Wow! It's been almost three years since I posted anything. Why? Well, would you believe it started when I grew incredibly frustrated over constant problems I was having trying to post pictures from our July 4th (2009) celebration? I tried every day for a week, then came back every few days for a couple more weeks before I finally gave up, and because I'm OCD (Obsessive Compulsive Disorder), I couldn't post anything else until I posted that. I guess time had to pass and my desire to blog had to return before my OCD could get past the disaster.

Can you forgive me for being gone for so long? I hope so.
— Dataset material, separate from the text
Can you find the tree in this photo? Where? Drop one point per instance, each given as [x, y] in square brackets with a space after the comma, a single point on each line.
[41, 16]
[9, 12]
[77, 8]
A whole lot of things have happened in the last two-and-a-half years. It would take too long to go through all of it now, so I'll touch on various things as I get back into blogging. For now, here's a highlight of what has been going on:

On the dark side:
  • My marriage came very close to ending
  • My health spiraled downward
  • Five Acre Farm suffered the brunt of our marital problems and my health problems
  • My mother died, and part of me died with her

On the bright side:

  • My marriage survived and was restored
  • I'm getting better
  • We still have the farm, our dreams, and each other
  • My husband's son and his wife had their fifth child, a boy
  • My Dad moved in with us after my mother died, and we love having him here
  • With too many dogs already, I got a puppy for Christmas, and she is medicine to my soul
  • I've been learning how to make a better blog, and I'm hoping to make this a great one

I hope I can win you back. I hope I can find new readers. I want to share so much, and I'm going to do my best to nurture this blog as though it were my child, or at least, a house plant.

Bless you all!


Michelle and John
Valentine's Day 2010











It still took another year to restore our marriage completely, but it's a much stronger marriage now.